Michael Porter and Mark Kramer from Harvard Business School were the first to introduce the concept of shared value, supporting the idea that business has been focused on enhancing short term financial performance overlooking wider influences for their long-term success. Shared value produces value for society by tackling its challenges, in other words, an approach that links business success with social progress.
Shared value is then about evolving with new management tools that capture value creation and destruction and create exponential business models in the appearance of progressive challenges. Shared value aims to meet the needs of the community and those of business through the same actions. When interests diverge, the resolution of this tension means recognizing that both the business and the community are collectives of individuals. The idea of shared value is that the brand no longer has to buy customer loyalty. They voluntarily give back to the brand given its position within the community and the trust and influence it has built around it.

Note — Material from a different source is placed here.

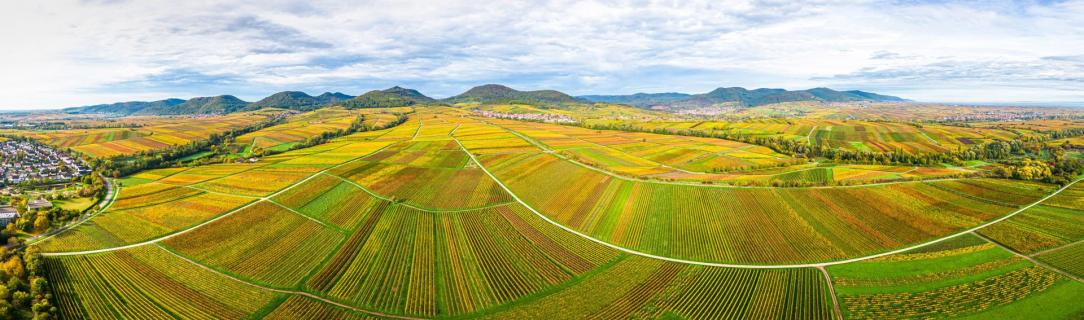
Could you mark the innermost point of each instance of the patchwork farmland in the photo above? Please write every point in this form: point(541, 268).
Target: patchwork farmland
point(451, 215)
point(151, 133)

You might be wondering what this all has to do with luxury and why I decided that this was a relevant subject iin this area. Contemporary economic and social conditions, perhaps even as a trend, sustainability has emerged to position itself at the frontline of many aspects of society. Important events in history, especially the financial crisis of the past decade, brings ethical interests of customers to the top of the agenda, suggesting that products and services should be aware of the continuous shift in consumer values and the need of business to constantly be sinchronozed with these societal evolutionary changes.

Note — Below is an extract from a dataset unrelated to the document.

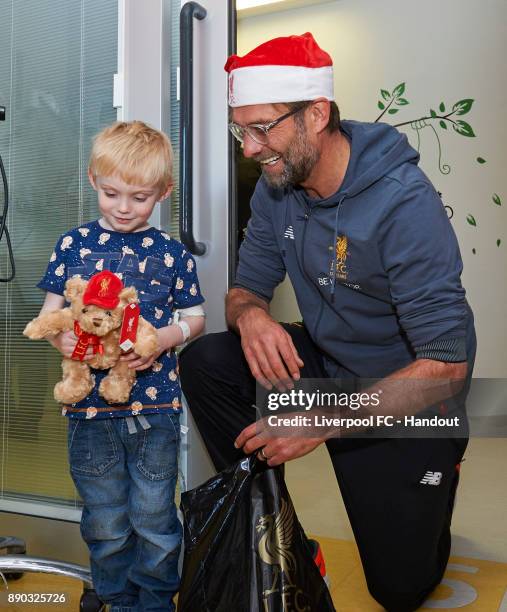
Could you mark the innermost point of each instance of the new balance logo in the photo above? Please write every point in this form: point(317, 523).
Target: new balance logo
point(289, 232)
point(434, 478)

Although constituting only approximately 1% of the global population with a high in net-worth and power of influence, the so-called Global Elites have considerable importance in the creation of –and desire for- unachievable and unsustainable levels of consumption. Influencing the contours of capitalism and occupying the highest mark of social recognition their activities are examined, imitated, and benchmarked in the production of all our human activities, the power and knowledge symbolisms that underpin and demonstrate human success. In other words, the concept of luxury depicts the achievement of excellence and as such, luxury brands should face the sustainability challenge as an opportunity to embrace innovation and with it take market leadership and be recognized as and in fact be the group that is helping to take society forward.

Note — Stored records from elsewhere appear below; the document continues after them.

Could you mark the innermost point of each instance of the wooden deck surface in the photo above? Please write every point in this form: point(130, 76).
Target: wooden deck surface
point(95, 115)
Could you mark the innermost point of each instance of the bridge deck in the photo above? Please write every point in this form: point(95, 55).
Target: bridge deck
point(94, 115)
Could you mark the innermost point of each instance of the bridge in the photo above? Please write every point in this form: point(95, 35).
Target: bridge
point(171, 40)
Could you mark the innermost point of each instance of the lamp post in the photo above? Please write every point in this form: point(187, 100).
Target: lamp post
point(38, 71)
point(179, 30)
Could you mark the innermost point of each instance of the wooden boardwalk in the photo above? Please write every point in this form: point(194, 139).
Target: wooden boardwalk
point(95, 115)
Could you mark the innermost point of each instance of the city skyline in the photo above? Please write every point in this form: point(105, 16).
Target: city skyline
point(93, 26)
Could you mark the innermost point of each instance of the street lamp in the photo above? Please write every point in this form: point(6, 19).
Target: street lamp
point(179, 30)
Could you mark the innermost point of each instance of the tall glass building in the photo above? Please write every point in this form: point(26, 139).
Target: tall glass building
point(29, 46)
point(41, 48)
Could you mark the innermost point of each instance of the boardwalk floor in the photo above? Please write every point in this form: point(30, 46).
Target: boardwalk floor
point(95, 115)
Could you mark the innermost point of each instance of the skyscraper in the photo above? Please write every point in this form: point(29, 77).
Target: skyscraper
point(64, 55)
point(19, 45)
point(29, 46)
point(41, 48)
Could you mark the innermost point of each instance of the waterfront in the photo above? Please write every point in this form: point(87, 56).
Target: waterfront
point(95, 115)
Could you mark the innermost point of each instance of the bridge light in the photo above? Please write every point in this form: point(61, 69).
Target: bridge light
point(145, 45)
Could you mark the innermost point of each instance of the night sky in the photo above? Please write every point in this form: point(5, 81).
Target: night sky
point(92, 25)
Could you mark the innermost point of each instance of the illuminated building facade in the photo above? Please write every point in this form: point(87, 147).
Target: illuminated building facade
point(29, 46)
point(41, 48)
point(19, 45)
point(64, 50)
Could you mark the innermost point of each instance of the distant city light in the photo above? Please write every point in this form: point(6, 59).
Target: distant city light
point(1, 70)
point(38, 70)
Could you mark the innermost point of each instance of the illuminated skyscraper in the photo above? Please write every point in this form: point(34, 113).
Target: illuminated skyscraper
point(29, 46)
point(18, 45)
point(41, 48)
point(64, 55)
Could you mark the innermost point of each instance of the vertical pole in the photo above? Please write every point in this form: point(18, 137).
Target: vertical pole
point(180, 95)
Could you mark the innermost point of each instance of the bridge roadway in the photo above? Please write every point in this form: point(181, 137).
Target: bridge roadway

The importance of the concept of shared value for the purpose of my research was that it sets a milestone; it goes further in integrating considerations of social value and embedding them into the business model of the company, where it is not longer about complying with the minimum policy, “ticking the box” by making –unrelated- to the business donations; but goes a step further than the Social Corporate Responsibility and philanthropic approaches. It understands that that the sustainability agenda is not just a communication and public relations strategy, but also an internal optimization process in business performance.
Sustainability and value creation provide an avenue of opportunity within luxury brands. Business in the field will have to evolve integrating sustainable management strategies into their business models. Given the historical leadership of luxury brands, if luxury wants to keep the high standard they are known for, it will have to take the lead in delivering unique value to its customers where branding is less of the design of a logo and more about the delivery of the brand promise (value). In order to remain relevant in today’s society, a company must escape the communication silo using targeted internal and external interaction and shared value strategies across all the brand touch points that guarantees the sustainability of the business. Now it is for you to decide if your business will eat the marshmallow now, if it’s worth the wait to be entitled to two… or maybe there’s a third option, a strategy to keep earning them continually and without restriction.